British Columbia authorities are proposing new incentives seen as encouraging progress with a proposed liquefied natural gas (LNG) export terminal near Kitimat in northern BC.
The LNG Canada project has been in limbo since consortium leader Shell postponed a final investment decision (FID) in 2016 so it could look for cost reductions in response to low prices.
BC’s incentives include removal of an LNG income tax, exemption from a provincial sales tax during project construction, tailored application of climate-mitigation regulations and modified requirements regarding electricity rates.

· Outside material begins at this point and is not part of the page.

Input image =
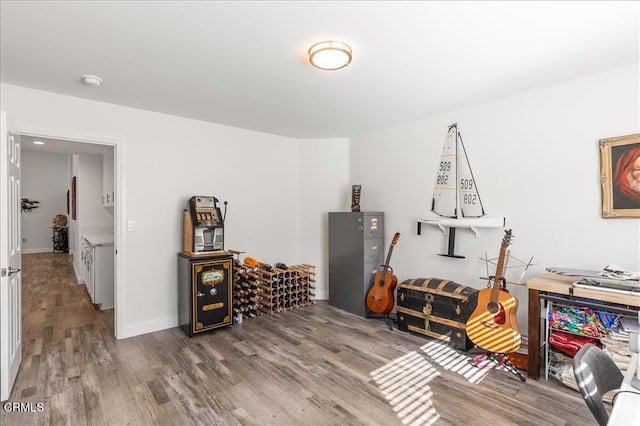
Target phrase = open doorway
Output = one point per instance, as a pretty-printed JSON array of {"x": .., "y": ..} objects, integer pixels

But the Green Party, a member of BC’s governing coalition, needs to evaluate the potential impact on climate targets before agreeing.
Shell is the lead party on the LNG Canada project in partnership with PetroChina, KOGAS and Mitsubishi Corporation.

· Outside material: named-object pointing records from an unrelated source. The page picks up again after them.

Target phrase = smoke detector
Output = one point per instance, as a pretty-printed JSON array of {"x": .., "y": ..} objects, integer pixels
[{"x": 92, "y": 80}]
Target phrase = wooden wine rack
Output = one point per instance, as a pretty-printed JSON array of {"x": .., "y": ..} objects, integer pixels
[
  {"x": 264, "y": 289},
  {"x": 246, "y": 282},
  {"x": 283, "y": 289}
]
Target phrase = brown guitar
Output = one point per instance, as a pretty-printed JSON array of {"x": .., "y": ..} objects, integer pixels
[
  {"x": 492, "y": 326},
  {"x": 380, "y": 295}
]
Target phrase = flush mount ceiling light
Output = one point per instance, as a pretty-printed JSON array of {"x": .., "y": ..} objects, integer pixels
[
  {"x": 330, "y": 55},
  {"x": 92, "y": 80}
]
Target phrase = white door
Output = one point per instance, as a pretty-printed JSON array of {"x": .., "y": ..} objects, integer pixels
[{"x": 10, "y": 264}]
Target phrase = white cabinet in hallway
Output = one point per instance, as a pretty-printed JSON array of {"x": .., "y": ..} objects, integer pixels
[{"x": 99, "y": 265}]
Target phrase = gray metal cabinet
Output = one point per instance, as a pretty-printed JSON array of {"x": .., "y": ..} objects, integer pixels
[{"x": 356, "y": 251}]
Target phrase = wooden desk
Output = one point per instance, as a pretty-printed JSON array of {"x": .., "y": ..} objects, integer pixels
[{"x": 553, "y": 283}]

In BC’s calculations the LNG Canada plant would be the world’s cleanest LNG facility in terms of low greenhouse gas emissions and is estimated to produce $22 billion in government revenue over 40 years as well as employing 10,000 people by 2021.
Three other LNG export facility projects have been cancelled in BC including a potential $28bn facility at Lelu Island in the north of the province. That was called off by majority stakeholder Petronas in July 2017.
Petronas, Malaysia’s state oil firm, cited poor market conditions for that decision.